The Law and Business of Social Media
October 16, 2014 - Litigation

New York Family Court Magistrate Allows Unprecedented Service of Process via Facebook; Will Others Follow?

New York Family Court Magistrate Allows Unprecedented Service of Process via Facebook; Will Others Follow?

In a little-noticed decision, Matter of Noel v. Maria, Support Magistrate Gregory L. Gliedman—a Staten Island, New York family court official—recently permitted a father seeking to modify his child support payments to serve process on the child’s mother by sending her a digital copy of the summons and petition through her Facebook account.

Magistrate Gliedman’s decision struck us at Socially Aware—where we follow such developments closely—as a groundbreaking move. We are unaware of any published U.S. court opinion permitting a plaintiff to serve process on a domestic, U.S.-based defendant through a Facebook account.

As we addressed in a 2012 Socially Aware blog post, in Fortunato v. Chase Bank a federal district court in Manhattan held that Chase Bank could not rely on Facebook to serve a third-party defendant.

While the same federal district court subsequently allowed the FTC to serve defendants through Facebook in FTC v. PCCare247, the service at issue in that case concerned documents other than the summons and complaint, and the defendants were two India-based entities and three India-based individuals who had already appeared through counsel and shown themselves to be on notice of the lawsuit.

Other cases authorizing service via social media have been similarly limited in scope. For example, in WhosHere v. Orun, the U.S. District Court for the Eastern District of Virginia allowed service via social media on a defendant who allegedly resided in Turkey. In Mpafe v. Mpafe, a Minnesota family court authorized the service of divorce proceedings on a defendant by “Facebook, Myspace or any other social networking site” where the defendant was believed to have left the country.

Further, the court in FTC v. PCCare247 permitted Facebook service only as a backstop to service by regular email, and specified that Facebook service alone might not satisfy due process because—as the court understood it—“anyone can make a Facebook profile using real, fake, or incomplete information, and thus, there is no way for the Court to confirm whether the [party] the investigator found is in fact the third-party Defendant to be served.”

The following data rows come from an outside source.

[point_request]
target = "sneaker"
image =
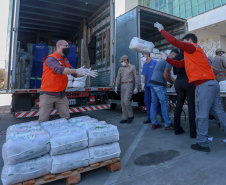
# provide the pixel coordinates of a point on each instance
(130, 120)
(170, 127)
(200, 148)
(156, 126)
(123, 121)
(147, 121)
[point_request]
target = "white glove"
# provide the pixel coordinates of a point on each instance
(135, 91)
(163, 56)
(116, 90)
(159, 26)
(82, 71)
(92, 73)
(142, 86)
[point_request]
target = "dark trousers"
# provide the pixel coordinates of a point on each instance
(183, 90)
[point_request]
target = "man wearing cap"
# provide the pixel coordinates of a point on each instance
(126, 74)
(219, 65)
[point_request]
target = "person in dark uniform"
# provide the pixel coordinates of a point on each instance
(183, 90)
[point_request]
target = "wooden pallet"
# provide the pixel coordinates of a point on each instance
(74, 176)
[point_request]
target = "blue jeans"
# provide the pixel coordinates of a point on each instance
(147, 102)
(159, 93)
(207, 98)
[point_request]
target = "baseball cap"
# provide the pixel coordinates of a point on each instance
(220, 50)
(124, 57)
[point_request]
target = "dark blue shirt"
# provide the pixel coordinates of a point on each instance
(40, 50)
(147, 71)
(72, 53)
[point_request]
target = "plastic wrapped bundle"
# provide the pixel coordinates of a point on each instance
(78, 119)
(13, 135)
(87, 121)
(12, 174)
(21, 126)
(104, 152)
(88, 125)
(70, 161)
(141, 46)
(60, 121)
(68, 141)
(102, 135)
(24, 147)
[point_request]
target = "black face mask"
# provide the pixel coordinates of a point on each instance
(66, 51)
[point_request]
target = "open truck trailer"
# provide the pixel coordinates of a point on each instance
(81, 20)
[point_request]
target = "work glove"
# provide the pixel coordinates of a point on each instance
(135, 91)
(142, 86)
(82, 71)
(92, 73)
(159, 26)
(116, 90)
(163, 56)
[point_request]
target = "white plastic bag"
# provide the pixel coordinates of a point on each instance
(12, 174)
(68, 141)
(102, 135)
(104, 152)
(141, 46)
(77, 119)
(24, 147)
(79, 84)
(60, 121)
(70, 161)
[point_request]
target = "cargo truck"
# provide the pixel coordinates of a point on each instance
(82, 21)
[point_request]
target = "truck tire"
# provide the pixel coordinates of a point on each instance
(21, 102)
(113, 106)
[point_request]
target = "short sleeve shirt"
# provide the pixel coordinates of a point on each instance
(40, 50)
(157, 76)
(147, 71)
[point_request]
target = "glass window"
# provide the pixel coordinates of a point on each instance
(188, 13)
(216, 3)
(182, 14)
(202, 8)
(194, 11)
(176, 10)
(187, 5)
(182, 7)
(194, 3)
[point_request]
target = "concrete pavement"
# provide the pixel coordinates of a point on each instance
(156, 157)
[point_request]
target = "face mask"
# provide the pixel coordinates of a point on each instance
(123, 64)
(66, 51)
(143, 59)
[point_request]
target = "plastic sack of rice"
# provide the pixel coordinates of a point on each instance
(141, 46)
(60, 121)
(22, 127)
(102, 134)
(78, 119)
(24, 147)
(104, 152)
(87, 121)
(86, 126)
(12, 174)
(68, 141)
(70, 161)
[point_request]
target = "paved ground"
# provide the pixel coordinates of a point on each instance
(156, 157)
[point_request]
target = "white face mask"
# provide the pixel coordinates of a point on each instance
(143, 59)
(123, 64)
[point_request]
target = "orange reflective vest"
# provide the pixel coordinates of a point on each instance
(197, 66)
(51, 81)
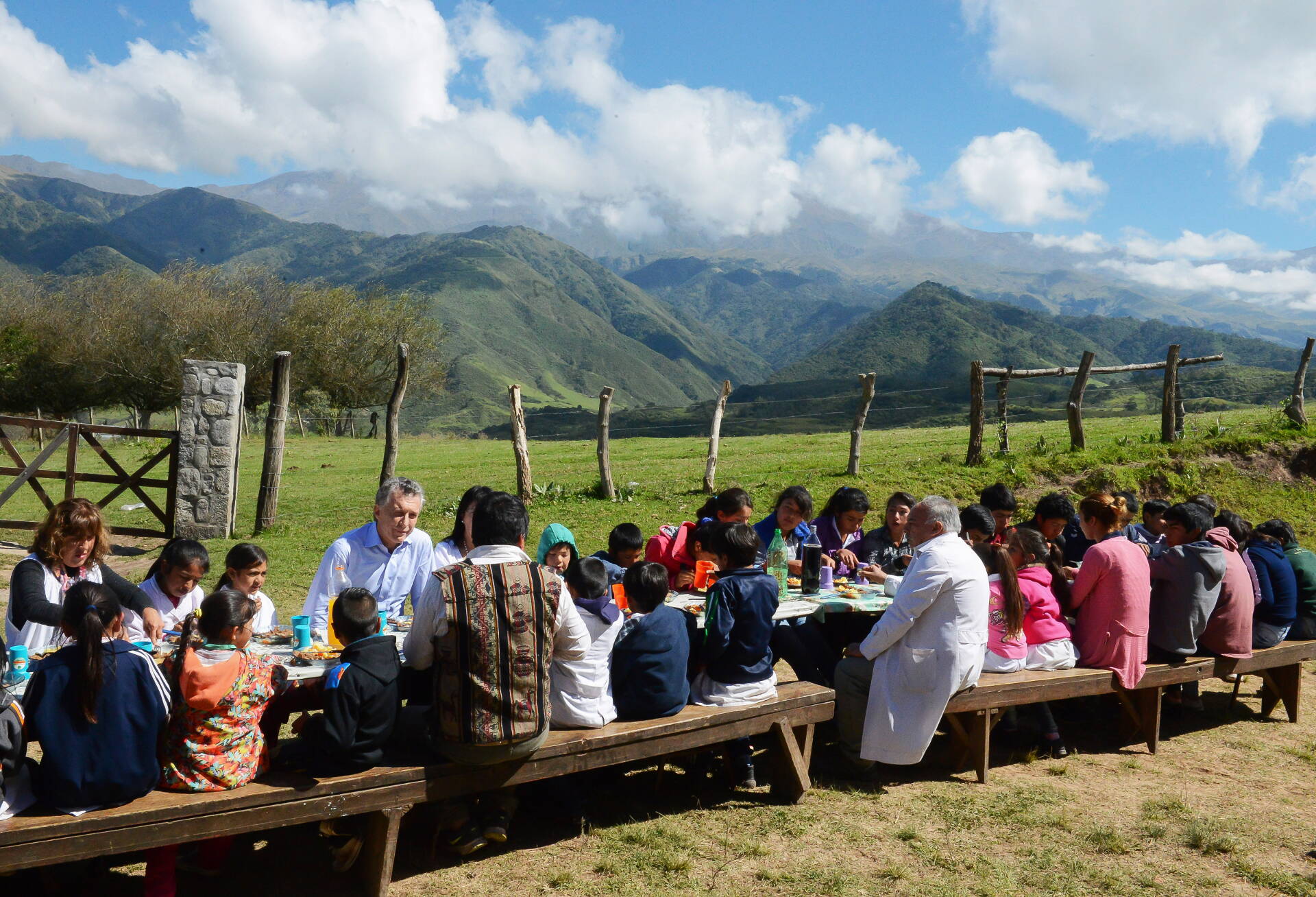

Of course, Facebook has been well known for requiring use of one’s real name in opening a Facebook account. And although Facebook recently modified its real-name policy to accommodate stage names, Facebook remains strongly opposed to fake accounts. That being said, Facebook has acknowledged that many unauthorized accounts exist on its platform.

Moreover, with over 1.5 billion users, it’s not uncommon for people sharing the same or similar names to be mistaken for one another on Facebook; if you can accidentally send a friend request to a stranger who happens to share a name with a childhood classmate, could you end up serving process on the wrong person via a Facebook message?

And although a 2013 study revealed that smartphone users access their Facebook accounts an average of 14 times a day (!), might there be people out there who have a Facebook account but rarely if ever check it? Of course, this particular concern may be overcome by showing that a defendant is actively using his or her Facebook account; indeed, in Matter of Noel v. Maria, the father presented evidence that the mother had recently “liked” photos posted to another Facebook page, indicating that the mother was in fact an active Facebook user.

In any event, Magistrate Gliedman’s decision represents a significant milestone, and deserves greater attention and discussion. As Facebook and other social media practices become ever more deeply integrated into our lives, expect to see other judges and magistrates exploring—and perhaps even expanding—the circumstances under which service of process via a social media channel is deemed appropriate.